Brief Biography:
Kevin Franco joins the M.A.C.E. program at Hillsdale following six years of service as the music director at Cardigan Mountain School, a boarding school for boys in grades six through nine. Prior to his time at Cardigan, Kevin taught music at The Fessenden School, for boys in grades Pre-K through nine, just outside of Boston. In the music classroom, Kevin evoked boys’ commitment by teaching toward the objectives of developing boys’ creativity, culture, and confidence.

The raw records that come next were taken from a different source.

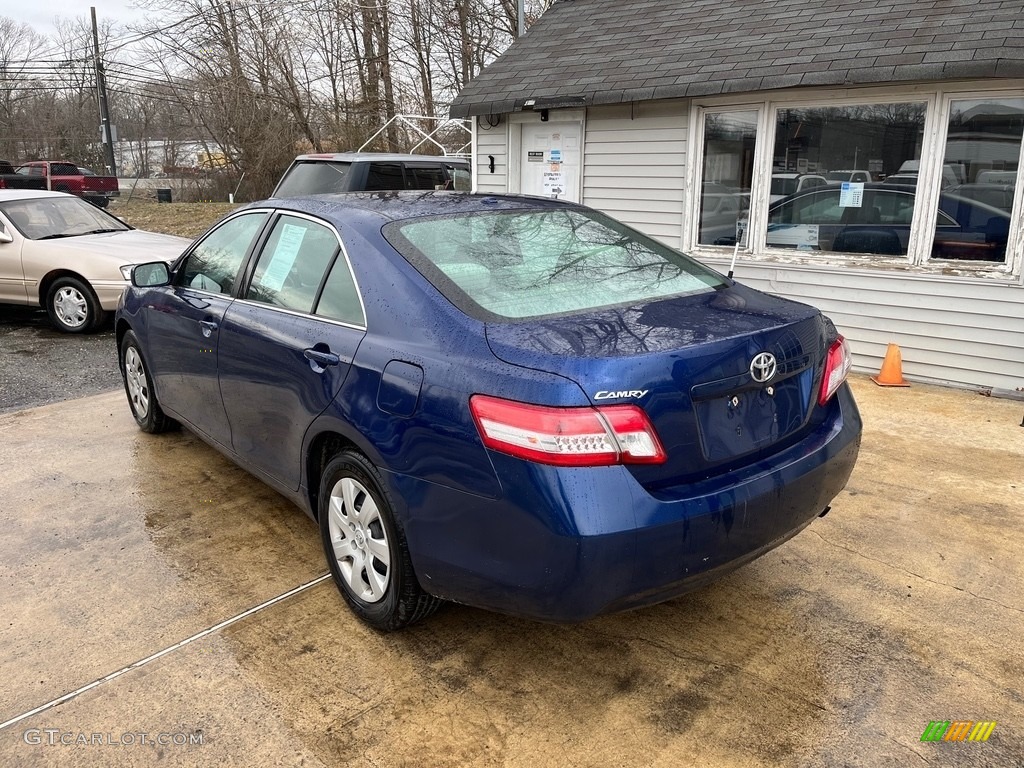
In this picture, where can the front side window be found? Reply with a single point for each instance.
(544, 262)
(728, 168)
(382, 176)
(292, 264)
(52, 218)
(213, 263)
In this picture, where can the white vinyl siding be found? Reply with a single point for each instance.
(948, 331)
(635, 158)
(492, 141)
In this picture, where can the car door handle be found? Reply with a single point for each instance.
(318, 358)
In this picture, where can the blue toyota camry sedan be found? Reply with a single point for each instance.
(511, 402)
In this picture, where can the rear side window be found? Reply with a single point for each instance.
(292, 264)
(340, 299)
(544, 262)
(384, 176)
(313, 178)
(425, 177)
(213, 263)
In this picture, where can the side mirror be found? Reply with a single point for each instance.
(152, 274)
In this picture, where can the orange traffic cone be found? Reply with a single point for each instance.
(891, 374)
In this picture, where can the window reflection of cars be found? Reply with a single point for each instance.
(966, 228)
(838, 177)
(784, 184)
(997, 196)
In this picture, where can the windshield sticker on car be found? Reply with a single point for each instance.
(284, 256)
(851, 195)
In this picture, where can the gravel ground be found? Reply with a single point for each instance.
(39, 365)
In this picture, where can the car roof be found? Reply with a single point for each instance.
(367, 157)
(392, 206)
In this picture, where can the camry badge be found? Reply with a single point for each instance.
(763, 367)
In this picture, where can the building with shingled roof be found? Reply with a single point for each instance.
(862, 157)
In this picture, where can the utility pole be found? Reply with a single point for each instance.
(107, 131)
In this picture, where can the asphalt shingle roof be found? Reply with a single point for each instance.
(585, 52)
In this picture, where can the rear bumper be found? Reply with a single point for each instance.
(109, 293)
(566, 545)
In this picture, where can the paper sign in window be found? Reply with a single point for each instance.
(284, 257)
(851, 195)
(554, 183)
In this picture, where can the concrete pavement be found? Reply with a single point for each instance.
(904, 605)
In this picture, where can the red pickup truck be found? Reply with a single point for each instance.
(11, 180)
(62, 176)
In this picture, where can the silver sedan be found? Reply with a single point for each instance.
(58, 252)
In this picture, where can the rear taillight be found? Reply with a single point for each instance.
(838, 365)
(567, 436)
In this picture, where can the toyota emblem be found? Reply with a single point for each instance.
(763, 367)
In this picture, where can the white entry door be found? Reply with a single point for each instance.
(550, 162)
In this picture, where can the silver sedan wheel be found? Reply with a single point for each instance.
(359, 541)
(138, 387)
(71, 306)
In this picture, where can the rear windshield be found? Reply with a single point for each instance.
(534, 263)
(313, 178)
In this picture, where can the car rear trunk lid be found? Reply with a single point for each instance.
(690, 364)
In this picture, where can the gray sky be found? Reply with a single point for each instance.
(40, 14)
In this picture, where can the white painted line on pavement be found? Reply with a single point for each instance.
(165, 651)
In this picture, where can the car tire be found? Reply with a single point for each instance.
(366, 548)
(73, 307)
(138, 387)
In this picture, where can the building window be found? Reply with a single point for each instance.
(844, 178)
(979, 177)
(728, 169)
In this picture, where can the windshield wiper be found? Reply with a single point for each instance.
(76, 235)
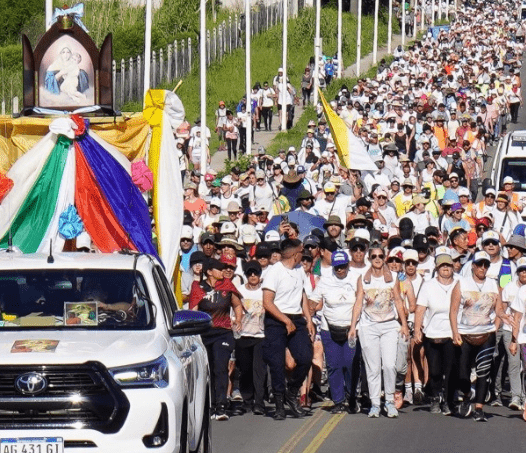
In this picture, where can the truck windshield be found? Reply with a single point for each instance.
(101, 299)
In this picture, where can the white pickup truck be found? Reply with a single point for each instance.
(96, 357)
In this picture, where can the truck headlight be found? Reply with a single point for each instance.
(150, 374)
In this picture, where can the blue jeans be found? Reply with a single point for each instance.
(339, 358)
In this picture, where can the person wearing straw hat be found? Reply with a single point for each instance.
(473, 315)
(433, 329)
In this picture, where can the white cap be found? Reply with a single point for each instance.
(411, 255)
(362, 233)
(521, 263)
(271, 236)
(215, 202)
(490, 235)
(228, 228)
(187, 232)
(463, 191)
(442, 250)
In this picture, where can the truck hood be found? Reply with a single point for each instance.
(111, 348)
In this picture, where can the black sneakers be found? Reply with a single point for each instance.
(464, 409)
(479, 416)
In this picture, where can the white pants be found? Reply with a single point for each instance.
(379, 348)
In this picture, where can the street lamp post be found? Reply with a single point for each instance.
(248, 135)
(284, 86)
(317, 53)
(375, 35)
(359, 38)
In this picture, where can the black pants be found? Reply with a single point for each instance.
(231, 147)
(514, 111)
(243, 139)
(274, 345)
(219, 345)
(266, 112)
(442, 360)
(481, 357)
(249, 360)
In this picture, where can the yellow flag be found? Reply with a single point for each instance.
(339, 132)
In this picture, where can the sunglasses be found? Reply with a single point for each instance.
(394, 260)
(491, 242)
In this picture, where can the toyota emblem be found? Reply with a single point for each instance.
(31, 383)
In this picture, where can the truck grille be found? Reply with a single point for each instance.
(76, 396)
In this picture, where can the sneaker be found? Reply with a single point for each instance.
(354, 405)
(435, 406)
(221, 414)
(497, 402)
(374, 412)
(392, 411)
(465, 409)
(418, 396)
(399, 399)
(408, 397)
(515, 404)
(338, 408)
(236, 395)
(479, 416)
(446, 409)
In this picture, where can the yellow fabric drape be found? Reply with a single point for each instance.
(18, 135)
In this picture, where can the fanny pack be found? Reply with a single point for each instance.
(339, 334)
(476, 339)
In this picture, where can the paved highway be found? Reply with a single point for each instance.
(415, 431)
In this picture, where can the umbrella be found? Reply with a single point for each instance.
(306, 222)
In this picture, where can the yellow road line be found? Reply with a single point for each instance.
(291, 444)
(324, 433)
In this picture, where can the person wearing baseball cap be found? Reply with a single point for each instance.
(216, 295)
(433, 304)
(249, 351)
(335, 293)
(504, 217)
(187, 246)
(474, 309)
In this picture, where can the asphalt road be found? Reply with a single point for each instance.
(416, 430)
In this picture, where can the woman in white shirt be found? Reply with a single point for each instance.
(378, 304)
(336, 293)
(432, 327)
(473, 316)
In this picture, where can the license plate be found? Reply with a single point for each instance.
(32, 445)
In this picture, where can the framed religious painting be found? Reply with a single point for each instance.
(67, 72)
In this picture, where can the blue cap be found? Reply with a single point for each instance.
(339, 257)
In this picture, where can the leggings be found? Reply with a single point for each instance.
(480, 356)
(266, 112)
(442, 361)
(232, 148)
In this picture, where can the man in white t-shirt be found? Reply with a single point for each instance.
(288, 324)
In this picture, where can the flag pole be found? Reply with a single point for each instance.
(49, 13)
(284, 86)
(147, 47)
(202, 69)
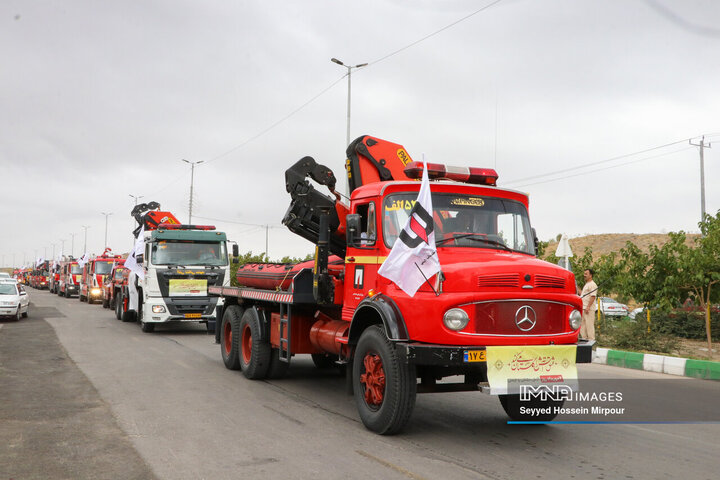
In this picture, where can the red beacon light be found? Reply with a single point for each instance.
(479, 176)
(175, 226)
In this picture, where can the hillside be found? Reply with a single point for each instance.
(605, 243)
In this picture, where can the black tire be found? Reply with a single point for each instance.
(254, 352)
(512, 403)
(230, 337)
(324, 360)
(385, 396)
(278, 368)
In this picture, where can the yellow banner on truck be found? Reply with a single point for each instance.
(530, 365)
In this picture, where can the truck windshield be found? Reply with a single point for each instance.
(465, 221)
(103, 268)
(183, 252)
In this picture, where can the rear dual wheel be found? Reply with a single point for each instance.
(384, 387)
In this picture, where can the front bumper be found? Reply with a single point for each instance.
(453, 356)
(174, 309)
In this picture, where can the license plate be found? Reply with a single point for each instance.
(474, 356)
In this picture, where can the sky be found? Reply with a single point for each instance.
(589, 106)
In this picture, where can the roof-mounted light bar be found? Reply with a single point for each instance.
(479, 176)
(173, 226)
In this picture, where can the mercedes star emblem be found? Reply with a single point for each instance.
(525, 318)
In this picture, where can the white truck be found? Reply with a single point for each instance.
(171, 268)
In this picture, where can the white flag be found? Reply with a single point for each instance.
(138, 249)
(83, 260)
(413, 258)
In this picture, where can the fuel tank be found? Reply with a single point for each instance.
(279, 276)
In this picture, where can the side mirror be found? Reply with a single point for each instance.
(353, 223)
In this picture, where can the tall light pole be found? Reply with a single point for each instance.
(106, 215)
(347, 137)
(192, 181)
(85, 244)
(349, 67)
(702, 146)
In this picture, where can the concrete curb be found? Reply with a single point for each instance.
(686, 367)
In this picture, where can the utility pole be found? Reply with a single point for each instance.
(85, 244)
(702, 147)
(349, 67)
(106, 215)
(192, 181)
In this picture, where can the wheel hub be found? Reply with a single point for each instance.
(373, 379)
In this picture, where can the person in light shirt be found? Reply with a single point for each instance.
(589, 297)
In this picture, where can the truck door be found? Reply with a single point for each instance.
(361, 263)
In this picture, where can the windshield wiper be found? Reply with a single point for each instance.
(477, 237)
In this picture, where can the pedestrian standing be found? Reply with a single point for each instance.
(588, 295)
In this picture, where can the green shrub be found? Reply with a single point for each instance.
(685, 324)
(634, 336)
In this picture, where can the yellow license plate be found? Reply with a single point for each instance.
(474, 356)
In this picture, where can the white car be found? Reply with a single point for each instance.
(612, 308)
(14, 300)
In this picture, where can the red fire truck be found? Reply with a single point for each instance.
(70, 273)
(113, 284)
(93, 275)
(494, 316)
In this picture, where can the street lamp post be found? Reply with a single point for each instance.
(85, 244)
(349, 67)
(347, 137)
(106, 215)
(192, 181)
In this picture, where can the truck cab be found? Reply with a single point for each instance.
(93, 276)
(70, 274)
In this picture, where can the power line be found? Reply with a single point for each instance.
(434, 33)
(605, 168)
(323, 91)
(599, 162)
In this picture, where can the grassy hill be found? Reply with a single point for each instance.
(605, 243)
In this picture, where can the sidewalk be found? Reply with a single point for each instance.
(54, 423)
(659, 363)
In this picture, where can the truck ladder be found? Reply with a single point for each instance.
(284, 352)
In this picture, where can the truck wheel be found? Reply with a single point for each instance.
(324, 360)
(254, 352)
(118, 307)
(511, 404)
(278, 368)
(384, 388)
(230, 337)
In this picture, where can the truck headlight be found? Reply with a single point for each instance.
(575, 319)
(456, 319)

He knows firsthand the unique learning needs of boys and the benefits of all-boys’ education, and is committed to addressing and advocating for both during and after his time at Hillsdale.
Kevin discovered the teaching profession after graduating from Bates College, where he studied to be a composer, with additional studies in piano, cello, and organ.
Research Interests:
Boys’ education, single-sex education, philosophy and history of manhood, Western Civilization, aesthetics.
Post-Graduation Plans:
Upon matriculating from Hillsdale, my aspirations comprise some combination of pursuing a leadership position at a school, possibly founding one, continuing to study the formation of men in Christendom, and going into academia or media.
Extracurricular Academic Activities:
As an undergraduate music major, I am as active as I can be in Hillsdale’s musical community. I play cello in the college orchestra, am a member of the Theta Epsilon men’s music fraternity, and hope to revive my composition pursuits while I am here.
What Is Distinctive About Hillsdale’s School of Classical Education?
Along with its unwavering adherence to the college’s mission and values, ever worthy of acclaim, Hillsdale’s graduate school of classical education’s curriculum sets it apart from nearly all other teacher formation programs. In addition to merely the practical facets of the educational vocation, the M.A.C.E. program emphasizes the profession’s more transcendent questions: What does it mean for man to educate? What constitutes a good education? What is the ultimate purpose of education? Ironically, these questions are not only important and wrongfully absent from most educationists’ training, but they also represent a classical understanding of knowledge: that it is not a mere catalogue of facts, but rather the vast body of all that man can know, as well as that which he cannot know but can contemplate. Students in Hillsdale’s graduate school of classical education learn in precisely the sort of environment in which they will both teach and lead after graduation.